13,14 and 26 February 2018
During a routine inspection
We rated Oaktree Manor as good because:
- Managers ensured effective systems were in place to measure the quality of the service. The provider had systems in place to help staff learn lessons from audits, complaints and incidents, through debriefs, team meetings, supervision and bulletins. Managers used these to ensure that sufficient staff were on duty and monitored mandatory training compliance and supervision. The provider operated a system to increase staffing on Fridays to facilitate staff training and administrative tasks without compromising patient care.
- Safe staffing levels had been maintained on all wards. The provider had recruited additional staff since the last inspection and had reduced the use of agency workers from 45% to 30% in the last 12 months. Morale was good and staff teams supported each other effectively.
- Staff compliance with mandatory training compliance was 90%. Staff had access to specialist training in autism and dialectical behavioural therapy. Staff had access to regular supervision.
- Patients were offered debriefs shortly after incidents and periods of seclusion. They were also offered additional debriefs, 48 hours after the event by the psychologist and speech and language therapist.
- Staff completed risk assessments for patients, which were thorough and linked to care plans. Staff completed good quality positive behavioural support plans for all patients, formulated with patient involvement.
- Patients had access to a range of psychological therapies and to a range of activities such as attending a football match, animal care and art therapy.
- Clinical staff completed audits and action was taken as a result. The provider held monthly safeguarding meetings with the local authority and police.
- We observed staff treating patients with kindness, understanding and compassion. Staff understood patients’ needs and were motivated to provide high quality care. Carers and patients told us staff were helpful and polite. Patients had access to advocacy, including independent mental health advocates and independent mental capacity advocates, when needed.
- The service had reviewed how they planned and supported patients towards their discharge from hospital. The service still experienced delayed discharges but had made consistent and considerable efforts to work with commissioners to reduce delays.
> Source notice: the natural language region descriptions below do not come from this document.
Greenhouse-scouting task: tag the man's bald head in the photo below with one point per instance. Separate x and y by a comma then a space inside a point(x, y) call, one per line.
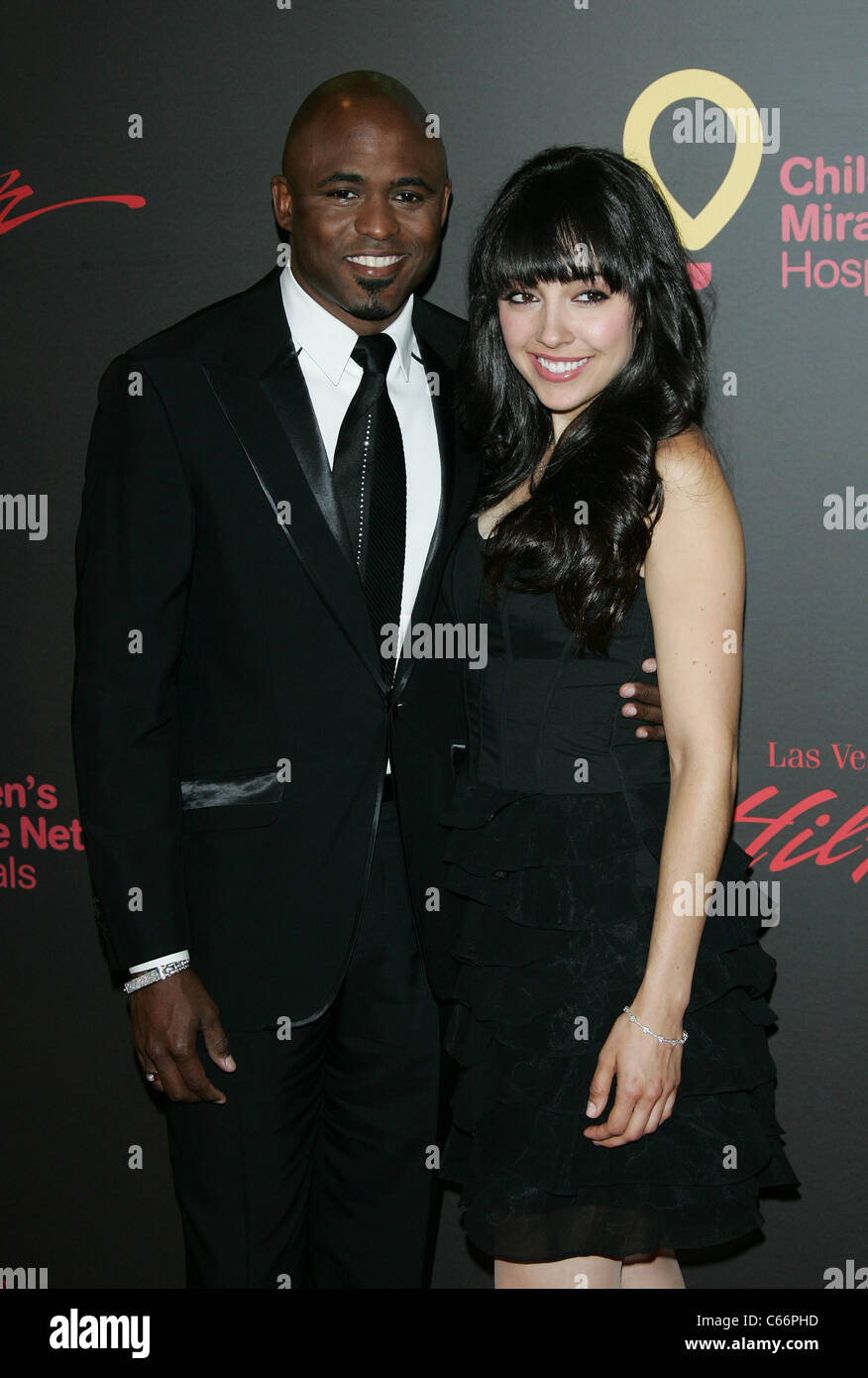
point(356, 91)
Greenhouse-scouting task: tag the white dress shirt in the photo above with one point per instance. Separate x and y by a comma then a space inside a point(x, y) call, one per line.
point(324, 347)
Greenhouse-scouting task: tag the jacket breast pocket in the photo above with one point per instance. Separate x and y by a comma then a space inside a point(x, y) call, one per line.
point(232, 799)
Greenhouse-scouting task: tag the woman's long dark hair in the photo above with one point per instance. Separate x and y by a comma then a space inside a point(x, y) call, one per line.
point(561, 198)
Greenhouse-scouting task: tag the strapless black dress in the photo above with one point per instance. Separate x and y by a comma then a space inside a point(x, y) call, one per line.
point(554, 867)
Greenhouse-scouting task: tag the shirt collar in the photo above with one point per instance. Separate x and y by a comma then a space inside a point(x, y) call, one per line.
point(325, 339)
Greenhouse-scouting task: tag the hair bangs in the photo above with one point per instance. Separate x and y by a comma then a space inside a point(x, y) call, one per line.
point(553, 234)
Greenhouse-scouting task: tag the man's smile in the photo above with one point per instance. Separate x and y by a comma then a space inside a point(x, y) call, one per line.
point(375, 265)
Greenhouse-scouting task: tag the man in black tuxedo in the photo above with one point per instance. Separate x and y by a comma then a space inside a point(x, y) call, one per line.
point(269, 484)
Every patient had a discharge plan and staff supported patients to contact their community teams.
However:
- Managers had not ensured that staff recognised or recorded that prone restraint techniques were utilised on patients to facilitate safe exits for staff from seclusion rooms. The provider had not ensured all patients received four hourly medical reviews during prolonged periods of seclusion.
- The provider completed ligature risks assessments; however, these did not cover all ligature anchor points.
- Not all patients could access outside space at will, particularly when staff were busy.
- Staff’s use of physical interventions remained high across the service, although this was decreasing. Staff did not always update patient risk assessments after incidents.
- Staff had not ensured all emergency equipment was safe for use. The emergency oxygen mask on Pine ward was out of date and had deflated.
- Staff had not documented best interest decisions for two patients who lacked capacity.
- There was a lack of patient involvement documented in some risk assessments.
- The average length of stay for patients was 918 days across the service. This is higher than the national average of 554 days. The average length of stay on Yellowwood ward was 1150 days.
- Patients stated that food was sometimes ‘greasy’ and choices, including vegetarian options, were limited.
- Multi-faith rooms on the wards did not contain all the required literature or equipment.